At any rate, I've never seen or heard of a problem the linux disc couldn't fix. A DVD will be fine. There are also ways to make a bootable USB that you can Google, too. The linux method of sbfing often seems to work when the windows method won't.

Good luck!

Sent from my DROIDX using Tapatalk


----------



## D3M0NYK (Jun 15, 2011)

I would recommend one of two things as I have had this issue before myself. A.) Re-download your .sbf file and try again or B.) .sbf to .596 and reboot to make sure working then .sbf to .340. I have had to use both of these methods before with this kind of issue.


----------



## blackadept (Jun 13, 2011)

Nd is wrong! Ok no no she ain't.... don't think she ever has been... kinda scary....

All joking aside I agree with what was advised. I never sbf with windows except when trying to prove a pointbto big red (windows sbf makes you have to reactivate usually.... which pings their network... which shows you ddid master reset.... which bypasses all their BS "did you turn it on?" Type tech support lol).

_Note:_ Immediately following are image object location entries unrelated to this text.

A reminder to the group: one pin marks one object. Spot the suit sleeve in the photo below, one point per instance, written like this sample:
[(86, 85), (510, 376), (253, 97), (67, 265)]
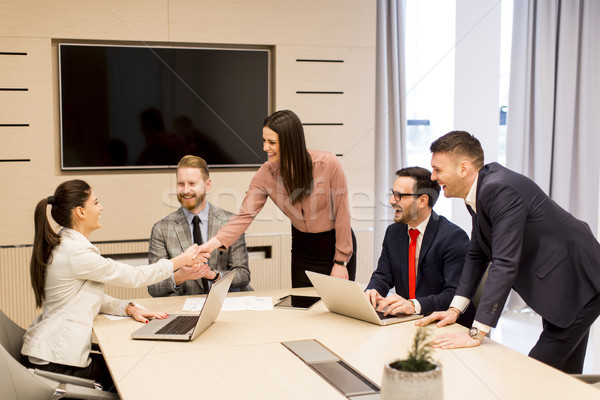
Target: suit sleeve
[(453, 251), (238, 260), (157, 250), (507, 216), (382, 279)]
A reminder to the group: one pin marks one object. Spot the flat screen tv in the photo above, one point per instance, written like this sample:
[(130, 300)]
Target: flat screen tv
[(134, 107)]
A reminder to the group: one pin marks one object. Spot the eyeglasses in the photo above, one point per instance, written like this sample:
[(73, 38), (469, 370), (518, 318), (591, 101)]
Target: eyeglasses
[(398, 196)]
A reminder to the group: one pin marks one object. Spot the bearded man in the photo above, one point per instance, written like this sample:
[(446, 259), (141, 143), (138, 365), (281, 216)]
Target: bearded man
[(195, 221), (422, 255)]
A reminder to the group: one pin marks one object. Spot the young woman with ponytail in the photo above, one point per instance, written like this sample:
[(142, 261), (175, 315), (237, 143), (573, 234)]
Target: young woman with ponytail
[(68, 276)]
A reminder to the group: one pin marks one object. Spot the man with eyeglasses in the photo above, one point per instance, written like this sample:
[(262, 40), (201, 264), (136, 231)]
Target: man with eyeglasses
[(422, 254)]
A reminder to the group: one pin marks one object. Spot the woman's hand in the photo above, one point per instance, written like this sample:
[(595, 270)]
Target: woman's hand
[(142, 315)]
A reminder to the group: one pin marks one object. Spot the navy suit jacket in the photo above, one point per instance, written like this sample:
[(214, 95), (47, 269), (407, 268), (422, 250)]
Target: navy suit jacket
[(441, 261), (548, 256)]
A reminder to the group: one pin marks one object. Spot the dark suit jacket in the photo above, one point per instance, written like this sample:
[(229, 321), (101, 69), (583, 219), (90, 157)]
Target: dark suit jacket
[(441, 260), (171, 236), (548, 256)]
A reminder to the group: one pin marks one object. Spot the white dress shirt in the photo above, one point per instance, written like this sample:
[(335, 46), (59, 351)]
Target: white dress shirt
[(74, 295), (461, 302), (421, 227)]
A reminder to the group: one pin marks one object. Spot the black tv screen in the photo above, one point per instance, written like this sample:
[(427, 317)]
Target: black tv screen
[(127, 107)]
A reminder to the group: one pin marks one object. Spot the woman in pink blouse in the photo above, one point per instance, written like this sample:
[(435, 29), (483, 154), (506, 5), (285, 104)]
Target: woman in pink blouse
[(310, 187)]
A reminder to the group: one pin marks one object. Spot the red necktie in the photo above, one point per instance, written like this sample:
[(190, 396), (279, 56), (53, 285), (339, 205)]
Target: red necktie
[(412, 270)]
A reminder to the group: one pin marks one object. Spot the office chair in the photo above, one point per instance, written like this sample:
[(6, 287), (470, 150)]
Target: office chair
[(17, 382)]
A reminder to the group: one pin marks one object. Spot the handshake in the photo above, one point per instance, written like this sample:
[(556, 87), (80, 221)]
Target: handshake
[(192, 264)]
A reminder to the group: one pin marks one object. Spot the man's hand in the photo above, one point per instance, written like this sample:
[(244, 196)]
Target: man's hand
[(193, 255), (395, 305), (455, 341), (142, 315), (445, 317), (339, 271), (374, 297), (188, 272)]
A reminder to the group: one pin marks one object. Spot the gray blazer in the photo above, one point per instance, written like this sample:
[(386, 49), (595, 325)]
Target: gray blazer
[(171, 236)]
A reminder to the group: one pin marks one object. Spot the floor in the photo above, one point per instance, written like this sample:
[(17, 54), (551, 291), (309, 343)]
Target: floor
[(519, 328)]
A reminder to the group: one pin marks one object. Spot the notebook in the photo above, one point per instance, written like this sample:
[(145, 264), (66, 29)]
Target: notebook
[(186, 327), (347, 298)]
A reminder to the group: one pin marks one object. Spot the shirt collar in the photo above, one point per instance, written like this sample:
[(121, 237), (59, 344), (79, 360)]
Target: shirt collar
[(203, 214), (422, 226), (471, 198)]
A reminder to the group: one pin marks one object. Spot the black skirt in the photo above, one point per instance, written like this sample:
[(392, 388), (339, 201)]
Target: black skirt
[(314, 252)]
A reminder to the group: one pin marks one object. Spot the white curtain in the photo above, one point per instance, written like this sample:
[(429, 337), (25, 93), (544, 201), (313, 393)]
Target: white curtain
[(554, 109), (554, 101), (390, 114)]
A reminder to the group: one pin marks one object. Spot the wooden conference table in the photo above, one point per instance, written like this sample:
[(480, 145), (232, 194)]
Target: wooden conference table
[(241, 357)]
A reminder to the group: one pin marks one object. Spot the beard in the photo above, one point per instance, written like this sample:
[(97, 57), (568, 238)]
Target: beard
[(404, 216), (192, 202)]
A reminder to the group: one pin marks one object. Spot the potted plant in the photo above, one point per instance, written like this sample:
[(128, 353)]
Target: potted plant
[(418, 376)]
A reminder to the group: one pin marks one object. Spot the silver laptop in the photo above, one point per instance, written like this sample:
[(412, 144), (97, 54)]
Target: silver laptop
[(347, 298), (186, 327)]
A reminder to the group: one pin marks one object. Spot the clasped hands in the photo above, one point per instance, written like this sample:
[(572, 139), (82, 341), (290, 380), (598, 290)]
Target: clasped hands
[(448, 340), (196, 266), (393, 304), (396, 304)]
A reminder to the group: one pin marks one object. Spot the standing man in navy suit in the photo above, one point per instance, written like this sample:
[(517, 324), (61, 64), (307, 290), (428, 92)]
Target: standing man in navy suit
[(549, 257), (439, 252)]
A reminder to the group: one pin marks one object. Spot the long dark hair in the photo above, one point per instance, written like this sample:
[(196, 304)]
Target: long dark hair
[(67, 196), (296, 163)]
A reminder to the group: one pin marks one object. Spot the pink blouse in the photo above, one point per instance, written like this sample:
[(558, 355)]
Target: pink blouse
[(324, 209)]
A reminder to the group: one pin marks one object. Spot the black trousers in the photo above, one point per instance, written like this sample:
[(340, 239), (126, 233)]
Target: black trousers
[(564, 348), (97, 370), (314, 252)]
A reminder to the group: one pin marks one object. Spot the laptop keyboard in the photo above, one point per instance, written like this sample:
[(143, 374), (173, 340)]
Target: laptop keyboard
[(179, 326)]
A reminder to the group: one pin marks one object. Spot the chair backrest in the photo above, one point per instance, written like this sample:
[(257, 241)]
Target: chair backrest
[(18, 383), (11, 336)]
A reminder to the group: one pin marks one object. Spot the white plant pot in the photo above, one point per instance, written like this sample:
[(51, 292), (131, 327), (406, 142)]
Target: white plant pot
[(404, 385)]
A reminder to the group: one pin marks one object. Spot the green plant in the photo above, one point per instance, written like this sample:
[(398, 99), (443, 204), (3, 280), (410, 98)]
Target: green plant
[(419, 356)]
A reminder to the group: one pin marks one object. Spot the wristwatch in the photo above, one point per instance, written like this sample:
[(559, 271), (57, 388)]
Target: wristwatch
[(217, 276), (475, 333)]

The Linux method is the easiest/cleanest/ most error free method IMO. As for the aio they are well made....but tbh I never use them.

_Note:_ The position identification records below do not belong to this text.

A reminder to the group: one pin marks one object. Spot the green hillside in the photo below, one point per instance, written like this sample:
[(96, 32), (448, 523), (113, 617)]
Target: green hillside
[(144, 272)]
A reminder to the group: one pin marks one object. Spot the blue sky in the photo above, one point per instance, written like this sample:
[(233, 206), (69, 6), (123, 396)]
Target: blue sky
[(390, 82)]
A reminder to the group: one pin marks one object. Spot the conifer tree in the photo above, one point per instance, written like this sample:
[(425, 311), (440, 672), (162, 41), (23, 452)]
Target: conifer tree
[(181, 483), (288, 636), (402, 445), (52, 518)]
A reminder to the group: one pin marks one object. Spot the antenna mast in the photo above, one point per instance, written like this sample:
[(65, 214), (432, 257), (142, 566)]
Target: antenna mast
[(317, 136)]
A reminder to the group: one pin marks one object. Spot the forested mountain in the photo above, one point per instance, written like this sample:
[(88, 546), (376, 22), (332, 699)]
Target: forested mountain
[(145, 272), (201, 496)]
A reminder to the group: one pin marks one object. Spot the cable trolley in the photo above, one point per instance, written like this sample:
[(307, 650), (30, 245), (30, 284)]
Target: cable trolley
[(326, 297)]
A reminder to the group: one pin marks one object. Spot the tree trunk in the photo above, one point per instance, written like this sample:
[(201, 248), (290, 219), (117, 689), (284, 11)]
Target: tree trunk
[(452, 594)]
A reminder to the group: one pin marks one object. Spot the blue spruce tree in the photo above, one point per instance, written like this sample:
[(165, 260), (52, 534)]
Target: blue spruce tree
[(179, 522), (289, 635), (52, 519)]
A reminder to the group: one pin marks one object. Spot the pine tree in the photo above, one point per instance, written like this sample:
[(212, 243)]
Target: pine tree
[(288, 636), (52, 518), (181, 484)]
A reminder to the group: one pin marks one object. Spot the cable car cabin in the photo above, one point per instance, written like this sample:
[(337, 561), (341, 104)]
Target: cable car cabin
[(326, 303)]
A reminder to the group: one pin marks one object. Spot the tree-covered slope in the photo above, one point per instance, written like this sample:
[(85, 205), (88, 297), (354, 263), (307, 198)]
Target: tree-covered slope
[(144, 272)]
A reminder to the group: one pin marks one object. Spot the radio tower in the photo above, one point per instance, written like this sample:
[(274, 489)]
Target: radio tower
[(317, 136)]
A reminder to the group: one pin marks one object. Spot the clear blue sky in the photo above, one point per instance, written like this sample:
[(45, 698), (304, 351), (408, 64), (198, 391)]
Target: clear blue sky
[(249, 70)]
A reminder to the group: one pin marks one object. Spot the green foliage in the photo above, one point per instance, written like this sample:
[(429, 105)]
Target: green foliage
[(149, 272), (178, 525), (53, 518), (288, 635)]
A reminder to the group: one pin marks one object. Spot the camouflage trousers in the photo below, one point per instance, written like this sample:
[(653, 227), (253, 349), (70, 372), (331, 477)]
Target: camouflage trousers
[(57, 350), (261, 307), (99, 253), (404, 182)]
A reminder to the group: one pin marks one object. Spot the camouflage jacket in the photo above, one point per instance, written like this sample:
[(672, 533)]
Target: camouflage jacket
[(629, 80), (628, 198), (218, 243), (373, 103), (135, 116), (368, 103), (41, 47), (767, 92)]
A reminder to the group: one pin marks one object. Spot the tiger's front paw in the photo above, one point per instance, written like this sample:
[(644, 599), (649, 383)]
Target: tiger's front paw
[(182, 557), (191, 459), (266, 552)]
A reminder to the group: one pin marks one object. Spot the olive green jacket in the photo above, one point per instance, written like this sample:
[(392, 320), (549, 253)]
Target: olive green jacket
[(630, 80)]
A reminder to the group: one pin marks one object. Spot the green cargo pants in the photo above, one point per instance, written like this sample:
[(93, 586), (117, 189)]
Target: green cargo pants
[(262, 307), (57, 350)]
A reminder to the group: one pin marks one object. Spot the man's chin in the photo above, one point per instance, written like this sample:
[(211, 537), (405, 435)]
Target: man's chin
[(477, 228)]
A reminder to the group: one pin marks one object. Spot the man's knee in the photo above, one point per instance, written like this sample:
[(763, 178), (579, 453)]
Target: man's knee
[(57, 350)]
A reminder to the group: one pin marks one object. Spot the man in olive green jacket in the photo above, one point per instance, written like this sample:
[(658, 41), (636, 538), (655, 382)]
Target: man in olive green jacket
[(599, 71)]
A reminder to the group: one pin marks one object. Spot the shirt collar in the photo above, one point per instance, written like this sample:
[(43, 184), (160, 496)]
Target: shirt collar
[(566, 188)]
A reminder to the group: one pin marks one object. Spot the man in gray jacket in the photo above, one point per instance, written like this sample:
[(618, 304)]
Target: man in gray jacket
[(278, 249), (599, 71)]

For one other side of the coin, I'd suggest the Linux method again (like nd said) and bootable DVD will work fine (push comes to shove live CD of Ubuntu and dl files, I have two distros of Linux on my box so haven't used either but don't see why a DVD wouldn't work) Then when on froyo take the Verizon ota to .602. Once on the ota then root it (I do manually tho I think I read there is a one click method) then install the gb cm4dx as per instructions. But like nd said .... either way works ... my guess is a bad dl of the SBf file or it somehow got corrupted and needs to be re-dl'ed.

Sent from my DROIDX


----------



## shawn1976 (Jul 14, 2011)

my iso is burnt on a dvd disk and ive lost track of how many times ive sbf my old x. never failed me works every time


----------